Qu’est-ce que le Conseil national de la Nouvelle résistance, qui vient tout juste d'être créé ?

Amélie Quentel

“Notre ambition est d’offrir un point de ralliement à toutes celles et ceux qui pensent que “les Jours heureux” ne sont pas une formule vide de sens mais le véritable horizon d’un programme politique.” Le tacle à Emmanuel Macron, qui, dans son allocution du 13 avril, avait fait référence au programme du Conseil national de la résistance (CNR), est assez explicite dans le manifeste du Conseil national de la Nouvelle résistance.

Lancé mercredi 13 mai, ce CNNR, dont le secrétariat est composé du réalisateur et co-fondateur de Citoyens Résistants d’Hier et d’Aujourd’hui Gilles Perret, du cinéaste et romancier Gérard Mordillat, de l’éditeur Florent Massot, du journaliste et écrivain Denis Robert, de Katell Gouëllo du Média TV et de l’agrégé et prof d’économie Bertrand Rothé, ambitionne de “mener le combat du jour d’après”, notamment contre “les ravages du néolibéralisme”.

Dix hommes et dix femmes, aux profils divers - la sociologue et philosophe Dominique Méda, le comédien et défenseur des droits des intermittents Samuel Churin, la politologue Fatima Ouassak, Pablo Servigne, l’un des théoriciens de la collapsologie, la médecin et militante Sabrina Ali Benali... - dont deux Résistant·es en co-président·es d’honneur, Anne Beaumanoir et Claude Alphandéry, vont entamer un travail commun de réflexion sur les “principes selon lesquels notre société devra désormais être gouvernée”.

Leurs travaux seront alors présentés publiquement le 27 mai, journée nationale de la Résistance, afin que, comme nous l’explique Danièle Linhart, membre du CNNR, “tout le monde puisse se joindre à ce débat collectif, l’alimenter, le démultiplier territorialement”. Pour la sociologue du travail - qui précise parler en son nom tout le long de l’entretien ci-dessous -, il est actuellement indispensable de “se donner le droit de repenser et de déconstruire la société prédatrice dans laquelle nous sommes plongés”.

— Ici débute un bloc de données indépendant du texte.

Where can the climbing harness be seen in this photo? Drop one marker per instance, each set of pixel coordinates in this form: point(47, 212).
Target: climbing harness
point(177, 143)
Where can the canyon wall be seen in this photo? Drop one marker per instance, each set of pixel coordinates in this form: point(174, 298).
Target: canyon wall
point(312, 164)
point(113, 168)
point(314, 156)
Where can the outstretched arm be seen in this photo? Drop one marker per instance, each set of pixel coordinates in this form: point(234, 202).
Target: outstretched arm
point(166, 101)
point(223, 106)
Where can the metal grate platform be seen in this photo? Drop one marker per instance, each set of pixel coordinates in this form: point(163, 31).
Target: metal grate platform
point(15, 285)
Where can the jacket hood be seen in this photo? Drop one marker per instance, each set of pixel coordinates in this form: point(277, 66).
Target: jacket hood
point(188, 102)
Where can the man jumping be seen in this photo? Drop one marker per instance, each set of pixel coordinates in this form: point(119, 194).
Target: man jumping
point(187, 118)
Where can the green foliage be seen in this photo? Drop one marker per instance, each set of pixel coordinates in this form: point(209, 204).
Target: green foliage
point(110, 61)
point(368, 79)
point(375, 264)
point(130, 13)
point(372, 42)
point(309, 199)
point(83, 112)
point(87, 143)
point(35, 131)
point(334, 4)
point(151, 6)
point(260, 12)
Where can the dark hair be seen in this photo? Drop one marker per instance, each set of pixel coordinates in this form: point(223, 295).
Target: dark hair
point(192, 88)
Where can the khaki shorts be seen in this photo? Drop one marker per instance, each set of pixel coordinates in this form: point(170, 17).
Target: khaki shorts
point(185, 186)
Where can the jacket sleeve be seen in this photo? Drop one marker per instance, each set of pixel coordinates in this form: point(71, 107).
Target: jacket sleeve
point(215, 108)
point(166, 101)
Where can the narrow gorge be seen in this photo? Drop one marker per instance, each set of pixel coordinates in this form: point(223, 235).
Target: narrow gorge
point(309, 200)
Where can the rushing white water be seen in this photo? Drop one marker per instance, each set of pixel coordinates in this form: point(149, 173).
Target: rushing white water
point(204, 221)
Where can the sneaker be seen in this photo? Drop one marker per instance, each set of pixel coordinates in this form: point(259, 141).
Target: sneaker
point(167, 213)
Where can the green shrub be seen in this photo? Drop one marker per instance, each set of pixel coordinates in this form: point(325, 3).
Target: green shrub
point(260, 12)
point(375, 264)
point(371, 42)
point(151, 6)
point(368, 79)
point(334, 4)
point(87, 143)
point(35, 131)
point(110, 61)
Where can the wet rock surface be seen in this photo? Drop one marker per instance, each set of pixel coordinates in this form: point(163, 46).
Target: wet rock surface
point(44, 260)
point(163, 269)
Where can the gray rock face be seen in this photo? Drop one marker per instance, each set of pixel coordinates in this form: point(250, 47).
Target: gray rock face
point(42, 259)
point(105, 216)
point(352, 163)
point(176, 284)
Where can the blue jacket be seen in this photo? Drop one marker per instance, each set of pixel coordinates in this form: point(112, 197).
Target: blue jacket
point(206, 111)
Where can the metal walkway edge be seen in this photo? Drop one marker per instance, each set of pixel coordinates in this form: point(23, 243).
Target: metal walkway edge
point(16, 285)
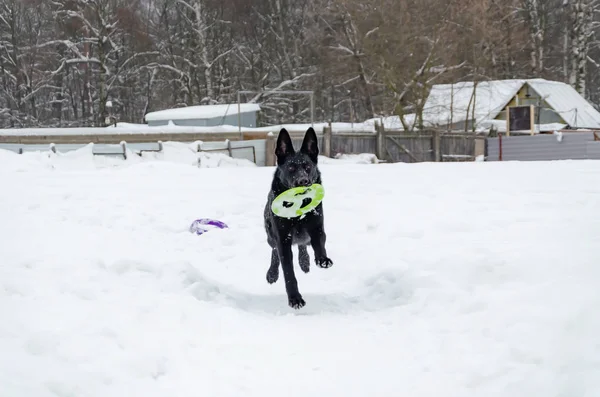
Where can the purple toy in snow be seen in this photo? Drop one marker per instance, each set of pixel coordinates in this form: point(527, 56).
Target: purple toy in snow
point(199, 226)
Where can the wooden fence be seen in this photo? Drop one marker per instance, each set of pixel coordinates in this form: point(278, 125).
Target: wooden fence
point(393, 146)
point(388, 146)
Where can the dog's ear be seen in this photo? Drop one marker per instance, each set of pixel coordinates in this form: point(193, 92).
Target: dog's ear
point(310, 145)
point(284, 146)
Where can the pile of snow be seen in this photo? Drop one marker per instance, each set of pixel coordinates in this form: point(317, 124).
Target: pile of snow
point(449, 279)
point(340, 158)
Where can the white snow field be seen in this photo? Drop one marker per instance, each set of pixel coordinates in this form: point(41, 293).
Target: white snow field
point(452, 279)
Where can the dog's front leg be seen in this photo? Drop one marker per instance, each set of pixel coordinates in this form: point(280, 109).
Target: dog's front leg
point(317, 241)
point(287, 265)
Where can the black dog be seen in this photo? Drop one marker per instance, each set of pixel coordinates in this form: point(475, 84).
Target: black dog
point(295, 169)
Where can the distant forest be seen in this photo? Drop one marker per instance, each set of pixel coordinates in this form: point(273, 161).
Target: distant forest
point(62, 60)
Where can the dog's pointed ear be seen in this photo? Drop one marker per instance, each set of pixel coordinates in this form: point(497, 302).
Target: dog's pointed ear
point(284, 146)
point(310, 145)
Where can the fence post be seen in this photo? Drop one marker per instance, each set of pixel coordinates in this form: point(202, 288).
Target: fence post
point(327, 131)
point(436, 144)
point(500, 146)
point(124, 148)
point(270, 150)
point(380, 131)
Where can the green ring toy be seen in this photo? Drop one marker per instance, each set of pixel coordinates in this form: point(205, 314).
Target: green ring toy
point(293, 202)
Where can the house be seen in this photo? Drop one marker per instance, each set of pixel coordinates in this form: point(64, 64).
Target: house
point(556, 105)
point(206, 115)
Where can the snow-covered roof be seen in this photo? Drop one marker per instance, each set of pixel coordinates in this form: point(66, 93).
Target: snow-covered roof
point(201, 112)
point(449, 102)
point(568, 103)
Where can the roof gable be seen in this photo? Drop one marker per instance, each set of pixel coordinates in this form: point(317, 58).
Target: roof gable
point(448, 103)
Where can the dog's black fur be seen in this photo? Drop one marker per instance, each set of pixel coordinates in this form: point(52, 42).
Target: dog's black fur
point(295, 169)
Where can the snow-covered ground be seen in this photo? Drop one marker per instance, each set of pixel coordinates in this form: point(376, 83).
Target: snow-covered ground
point(454, 279)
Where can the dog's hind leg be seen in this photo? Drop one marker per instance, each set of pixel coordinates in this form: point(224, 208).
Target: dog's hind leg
point(273, 272)
point(303, 258)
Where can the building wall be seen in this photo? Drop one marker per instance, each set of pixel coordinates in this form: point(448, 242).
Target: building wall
point(546, 116)
point(247, 120)
point(572, 146)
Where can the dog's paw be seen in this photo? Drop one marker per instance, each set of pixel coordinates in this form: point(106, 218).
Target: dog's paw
point(296, 302)
point(305, 264)
point(324, 263)
point(272, 275)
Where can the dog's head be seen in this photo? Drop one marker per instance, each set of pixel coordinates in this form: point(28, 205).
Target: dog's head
point(297, 168)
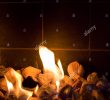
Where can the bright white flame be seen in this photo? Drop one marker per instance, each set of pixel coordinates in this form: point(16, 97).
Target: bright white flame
point(61, 69)
point(58, 85)
point(49, 65)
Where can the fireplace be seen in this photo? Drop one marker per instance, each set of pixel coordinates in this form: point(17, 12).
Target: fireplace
point(71, 30)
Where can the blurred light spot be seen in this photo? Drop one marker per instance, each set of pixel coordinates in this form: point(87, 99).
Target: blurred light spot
point(24, 30)
point(74, 44)
point(57, 30)
point(90, 59)
point(90, 1)
point(24, 0)
point(7, 15)
point(57, 1)
point(106, 15)
point(73, 15)
point(106, 73)
point(41, 15)
point(8, 44)
point(24, 59)
point(107, 44)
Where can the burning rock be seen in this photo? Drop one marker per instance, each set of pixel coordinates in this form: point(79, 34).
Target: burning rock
point(32, 72)
point(75, 70)
point(29, 82)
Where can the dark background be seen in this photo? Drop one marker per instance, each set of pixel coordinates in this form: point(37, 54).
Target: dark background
point(62, 23)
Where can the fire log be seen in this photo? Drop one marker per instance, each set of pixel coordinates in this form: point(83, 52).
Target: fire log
point(32, 72)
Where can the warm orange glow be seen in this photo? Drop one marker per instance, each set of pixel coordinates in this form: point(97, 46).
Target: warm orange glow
point(48, 60)
point(17, 89)
point(9, 85)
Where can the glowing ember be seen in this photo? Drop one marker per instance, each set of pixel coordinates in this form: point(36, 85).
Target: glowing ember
point(49, 65)
point(10, 86)
point(16, 87)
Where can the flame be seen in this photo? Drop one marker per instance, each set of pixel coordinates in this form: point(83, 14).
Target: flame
point(48, 60)
point(16, 86)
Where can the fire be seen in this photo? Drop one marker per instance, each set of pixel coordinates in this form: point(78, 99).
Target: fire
point(10, 86)
point(14, 84)
point(48, 60)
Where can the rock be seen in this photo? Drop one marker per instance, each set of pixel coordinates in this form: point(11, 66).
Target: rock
point(75, 70)
point(31, 71)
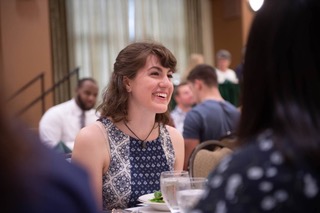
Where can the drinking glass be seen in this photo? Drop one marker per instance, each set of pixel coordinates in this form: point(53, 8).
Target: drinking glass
point(189, 193)
point(168, 183)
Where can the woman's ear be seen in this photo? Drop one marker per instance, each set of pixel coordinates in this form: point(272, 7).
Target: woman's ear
point(198, 84)
point(126, 82)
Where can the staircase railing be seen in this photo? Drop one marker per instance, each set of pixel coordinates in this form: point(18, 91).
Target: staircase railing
point(43, 92)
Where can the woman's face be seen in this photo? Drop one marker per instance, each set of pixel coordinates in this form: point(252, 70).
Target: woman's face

En quoi le conseil national de la résistance et son programme sont-ils une source féconde d’inspiration pour “mener le combat du jour d’après”, comme il est écrit dans le manifeste du CNNR ?

Danièle Linhart - Le CNR de la fin de la Seconde Guerre mondiale a effectivement voulu poser une démarcation entre la logique du monde antérieur, qui avait conduit notamment à cette horreur totalement inhumaine que représentait cette guerre - avec cette dérive fascisante d’extrême droite qui avait submergé l’Europe et conduit à un désastre social, humain, et économique -, et l’idée de reconstruire un monde basé sur une solidarité. Un monde basé sur un sentiment de responsabilisation des responsables politiques par rapport aux citoyens, sur l’idée de leur donner des droits, une égalité par rapport à ces droits, la possibilité de gagner leur vie... 

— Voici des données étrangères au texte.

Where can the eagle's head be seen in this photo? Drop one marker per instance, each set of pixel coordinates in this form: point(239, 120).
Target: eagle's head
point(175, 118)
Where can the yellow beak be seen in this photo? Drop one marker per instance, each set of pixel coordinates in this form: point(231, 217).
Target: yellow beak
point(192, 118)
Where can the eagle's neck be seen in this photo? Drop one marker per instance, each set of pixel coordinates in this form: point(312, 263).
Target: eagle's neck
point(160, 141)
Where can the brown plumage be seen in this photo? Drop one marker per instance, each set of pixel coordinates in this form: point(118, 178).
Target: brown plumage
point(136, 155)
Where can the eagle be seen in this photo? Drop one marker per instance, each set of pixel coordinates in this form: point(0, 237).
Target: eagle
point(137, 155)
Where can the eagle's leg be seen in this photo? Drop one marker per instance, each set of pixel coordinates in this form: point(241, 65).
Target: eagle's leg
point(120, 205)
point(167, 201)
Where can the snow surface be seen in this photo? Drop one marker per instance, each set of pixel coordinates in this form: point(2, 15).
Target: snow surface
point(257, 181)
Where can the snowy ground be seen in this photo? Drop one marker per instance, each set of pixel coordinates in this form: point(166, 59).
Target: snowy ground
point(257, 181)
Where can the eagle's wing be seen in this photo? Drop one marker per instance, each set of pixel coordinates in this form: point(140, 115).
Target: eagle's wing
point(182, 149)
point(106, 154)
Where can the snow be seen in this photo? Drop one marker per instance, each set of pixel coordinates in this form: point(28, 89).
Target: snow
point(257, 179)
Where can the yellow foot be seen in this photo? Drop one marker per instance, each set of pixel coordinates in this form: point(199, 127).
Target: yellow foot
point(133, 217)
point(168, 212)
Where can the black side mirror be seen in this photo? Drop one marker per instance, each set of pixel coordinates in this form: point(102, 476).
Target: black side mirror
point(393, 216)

En somme, refonder, changer de prisme idéologique, et s’autoriser à remettre en question tout une série de cadres juridiques qui étaient dominants à l’époque : le monde, on peut le rebâtir, c’est une question de volonté, de décisions, une question de choix de rationalité politique, économique et sociale. Et, au sortir de la guerre, ils ont gagné la liberté de changer les choses.

L’idée de départ est donc celle-ci : essayer de repenser l’ensemble des dimensions politiques, économiques, sociales, juridiques du pacte social. Se donner le droit de repenser et déconstruire les choses à partir d’une critique, voilà ce qui m’a vraiment incitée à participer à ce CNNR : nous sommes en droit, légitimement, de déconstruire la réalité dans laquelle nous sommes plongés, et de montrer qu’elle est le résultat non pas d’un fatum inéluctable, mais d’une série de décisions politiques, économiques, prises par les dirigeants à des moments particuliers.